Enumeration process would look like the code below.
void populate(vector<string>& actorNames, unordered_map<string, int>& indexMap) {
int nextIndexToAssign = 0;
for(int i=0; i < input.size(); ++i) {
if(indexMap.find(input[i]) == indexMap.end()) {
indexMap[input[i]] = nextIndexToAssign++;
}
}
}
After running a code similar to the implementation above, you can access the index of an actor through indexMap[actorName]
where actorName
is the string variable that stores the name of an actor. You can do something similar with movies, where the key would be a pair<string, int>
instead of string
.
Once the enumeration is done, you can use a vector of set
s as buckets to store the actors who have starred in the same movie.
typedef pair< string, pair<string, int> > InputLine;
vector<InputLine> input; // defined somewhere, has size N
...
M = movieIndices.size();
vector< set<int> > actorsInMovie(M);
for(int i=0; i < N; ++i) {
string& actor = input[i].first;
string& movie = input[i].second;
int actorIndex = actorIndices[actor];
int movieIndex = movieIndices[movie];
actorsInMovie[movieIndex].insert(actorIndex);
}
Then, all you would need to do is to iterate over that actorsInMovie
and for each pair of indices u
and v
in actorsInMovie[i]
, put an edge between u
and v
.
Note that the code above has not been tested, and due to the lack of any source code in the question statement, is intended to serve only as pseudocode.
Considering that there are N
lines of input, there can be O(N)
movies and O(N)
actors. With that information, we can say that enumerating the edges (i.e., movie&year pairs) would take O(N)
expected time. Additionally, enumerating each movie and forming a set for each of them would take O(N)

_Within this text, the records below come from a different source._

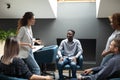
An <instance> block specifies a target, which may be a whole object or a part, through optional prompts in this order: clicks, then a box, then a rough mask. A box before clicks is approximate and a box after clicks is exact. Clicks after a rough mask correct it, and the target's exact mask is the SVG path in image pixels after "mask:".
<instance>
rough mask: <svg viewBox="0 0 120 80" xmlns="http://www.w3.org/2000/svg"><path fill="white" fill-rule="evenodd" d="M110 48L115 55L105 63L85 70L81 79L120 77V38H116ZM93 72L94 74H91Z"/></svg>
mask: <svg viewBox="0 0 120 80" xmlns="http://www.w3.org/2000/svg"><path fill="white" fill-rule="evenodd" d="M109 49H110V51H111V53H113V54H114V56H113V57H112V58H111V59H109V61H108V62H106V63H105V64H104V65H101V66H98V67H94V68H90V69H86V70H84V72H83V74H81V75H80V77H79V80H108V79H109V78H114V77H120V39H114V40H113V41H112V42H111V44H110V46H109ZM91 72H93V74H91V75H89V74H90V73H91ZM116 73H119V74H116Z"/></svg>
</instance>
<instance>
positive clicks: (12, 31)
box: [0, 29, 16, 41]
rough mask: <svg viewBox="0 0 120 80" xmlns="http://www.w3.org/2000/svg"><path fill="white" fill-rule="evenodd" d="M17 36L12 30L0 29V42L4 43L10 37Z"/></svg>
mask: <svg viewBox="0 0 120 80" xmlns="http://www.w3.org/2000/svg"><path fill="white" fill-rule="evenodd" d="M15 35H16V30H13V29H10V30H7V31H5V30H2V29H0V40H1V41H3V40H5V39H6V38H7V37H8V36H15Z"/></svg>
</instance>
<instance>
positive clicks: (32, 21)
mask: <svg viewBox="0 0 120 80" xmlns="http://www.w3.org/2000/svg"><path fill="white" fill-rule="evenodd" d="M34 24H35V17H34V14H33V13H32V12H26V13H25V14H24V16H23V18H22V19H20V20H19V21H18V28H17V38H18V40H19V44H20V51H19V55H18V57H20V58H22V59H23V60H24V61H25V63H26V64H27V66H28V67H29V69H30V71H31V72H32V73H33V74H37V75H40V68H39V65H38V64H37V62H36V61H35V59H34V56H33V52H32V48H33V42H38V41H33V33H32V28H31V26H32V25H34Z"/></svg>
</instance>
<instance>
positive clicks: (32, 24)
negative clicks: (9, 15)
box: [28, 16, 35, 25]
mask: <svg viewBox="0 0 120 80" xmlns="http://www.w3.org/2000/svg"><path fill="white" fill-rule="evenodd" d="M34 24H35V17H34V16H33V17H32V18H31V19H28V25H34Z"/></svg>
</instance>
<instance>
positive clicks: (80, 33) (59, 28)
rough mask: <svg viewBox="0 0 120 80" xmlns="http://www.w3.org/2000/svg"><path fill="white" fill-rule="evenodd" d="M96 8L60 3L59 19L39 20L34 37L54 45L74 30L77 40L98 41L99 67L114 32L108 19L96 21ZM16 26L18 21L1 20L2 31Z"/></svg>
mask: <svg viewBox="0 0 120 80" xmlns="http://www.w3.org/2000/svg"><path fill="white" fill-rule="evenodd" d="M95 7H96V5H95V3H70V2H68V3H58V17H57V19H37V20H36V24H35V25H34V26H33V33H34V37H39V38H41V39H42V40H43V41H44V44H45V45H53V44H56V38H65V37H66V32H67V30H68V29H74V30H75V31H76V34H75V38H81V39H82V38H84V39H96V40H97V44H96V46H97V47H96V63H95V64H97V65H98V64H99V63H100V61H101V58H102V57H101V52H102V50H103V49H104V47H105V43H106V41H107V38H108V36H109V35H110V34H111V33H112V32H113V30H112V28H111V27H110V24H109V20H108V19H96V14H95V13H96V10H95V9H96V8H95ZM16 26H17V19H5V20H4V19H1V20H0V28H2V29H6V30H7V29H9V28H16ZM91 46H92V45H91ZM88 64H90V63H88Z"/></svg>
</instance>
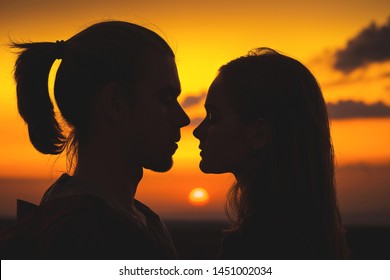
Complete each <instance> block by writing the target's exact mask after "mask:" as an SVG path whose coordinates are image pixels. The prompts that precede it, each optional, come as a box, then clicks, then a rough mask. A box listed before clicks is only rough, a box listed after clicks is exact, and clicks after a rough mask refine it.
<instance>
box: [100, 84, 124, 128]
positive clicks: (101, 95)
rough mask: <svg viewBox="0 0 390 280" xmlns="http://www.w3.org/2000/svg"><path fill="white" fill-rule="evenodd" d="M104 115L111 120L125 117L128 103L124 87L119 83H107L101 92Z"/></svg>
mask: <svg viewBox="0 0 390 280" xmlns="http://www.w3.org/2000/svg"><path fill="white" fill-rule="evenodd" d="M101 100H102V108H103V111H104V115H105V116H106V117H107V118H108V119H109V120H111V121H114V122H119V121H121V120H122V119H123V117H124V113H125V111H126V109H127V106H128V103H127V100H126V98H125V95H124V91H123V87H122V86H121V85H119V84H118V83H114V82H112V83H109V84H107V85H106V86H105V87H104V88H103V90H102V93H101Z"/></svg>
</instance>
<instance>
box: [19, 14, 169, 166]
mask: <svg viewBox="0 0 390 280" xmlns="http://www.w3.org/2000/svg"><path fill="white" fill-rule="evenodd" d="M11 47H13V48H17V49H20V54H19V56H18V59H17V61H16V64H15V74H14V76H15V80H16V83H17V102H18V110H19V113H20V115H21V117H22V118H23V119H24V121H25V122H26V123H27V125H28V132H29V137H30V141H31V143H32V145H33V146H34V147H35V149H37V150H38V151H39V152H42V153H44V154H59V153H61V152H62V151H63V150H64V149H65V148H66V147H67V148H68V152H69V153H70V155H71V156H70V158H73V157H74V156H76V157H77V153H78V146H79V144H80V141H83V139H84V138H85V137H86V134H87V132H88V129H89V127H90V125H91V119H90V113H91V106H92V103H93V101H94V98H95V97H96V96H97V93H98V91H99V90H101V89H102V88H103V87H104V86H105V85H106V84H107V83H109V82H117V83H120V84H121V85H122V86H123V87H125V88H126V89H129V92H131V89H133V88H134V87H136V86H137V83H138V82H139V80H140V79H142V75H143V73H144V70H145V69H144V65H145V62H146V61H147V59H148V54H149V51H150V50H153V51H154V52H156V51H157V52H160V53H161V54H164V55H169V56H172V57H174V54H173V52H172V50H171V48H170V47H169V46H168V44H167V43H166V42H165V41H164V40H163V39H162V38H161V37H160V36H159V35H157V34H156V33H155V32H153V31H151V30H149V29H146V28H144V27H141V26H139V25H136V24H132V23H128V22H121V21H106V22H100V23H97V24H94V25H92V26H90V27H88V28H86V29H84V30H83V31H81V32H79V33H78V34H76V35H75V36H73V37H72V38H70V39H68V40H66V41H57V42H37V43H15V42H13V43H12V44H11ZM56 59H62V61H61V64H60V66H59V68H58V70H57V74H56V79H55V84H54V96H55V100H56V103H57V105H58V108H59V110H60V112H61V116H62V118H63V119H64V120H65V121H66V123H67V125H68V126H69V127H70V133H69V135H65V134H64V133H63V129H62V126H61V125H60V123H59V121H58V118H57V117H56V115H55V112H54V108H53V103H52V101H51V99H50V97H49V92H48V76H49V72H50V69H51V67H52V64H53V62H54V61H55V60H56ZM132 97H133V98H135V97H134V96H132ZM68 159H69V158H68ZM70 163H72V160H71V161H70Z"/></svg>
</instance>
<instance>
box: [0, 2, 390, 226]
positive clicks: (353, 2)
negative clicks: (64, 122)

expected time. Forming of the edges of the graph would, in the worst case scenario of having all the actors in the same movie, take O(N*N)
time as you would need to set an edge between all pairs of O(N)
actors. Overall, even if you had the worst case time complexity for an unordered_map
, you would end up with a time complexity of O(N*N)
in the worst case.
The specifics of the adjacency matrix does not alter that time complexity. You just need to initialize all the cells of an N x N
matrix adjacencyMatrix
with 0
, indicating that there is no connection between any vertices a
and b
. Then you conduct the enumeration and grouping (i.e., sets) strategy I covered above. Finally, for each pair of actors with indices i
and j
, you set adjacencyMatrix[i][j] = adjacencyMatrix[j][i] = 1
. The overall time complexity is still O(N*N)
. And since you would require O(N*N)
time and space complexity to allocate and populate an NxN
matrix, that is the optimal time and space complexity you can possibly achieve, unless any additional details/restrictions for your use case are provided.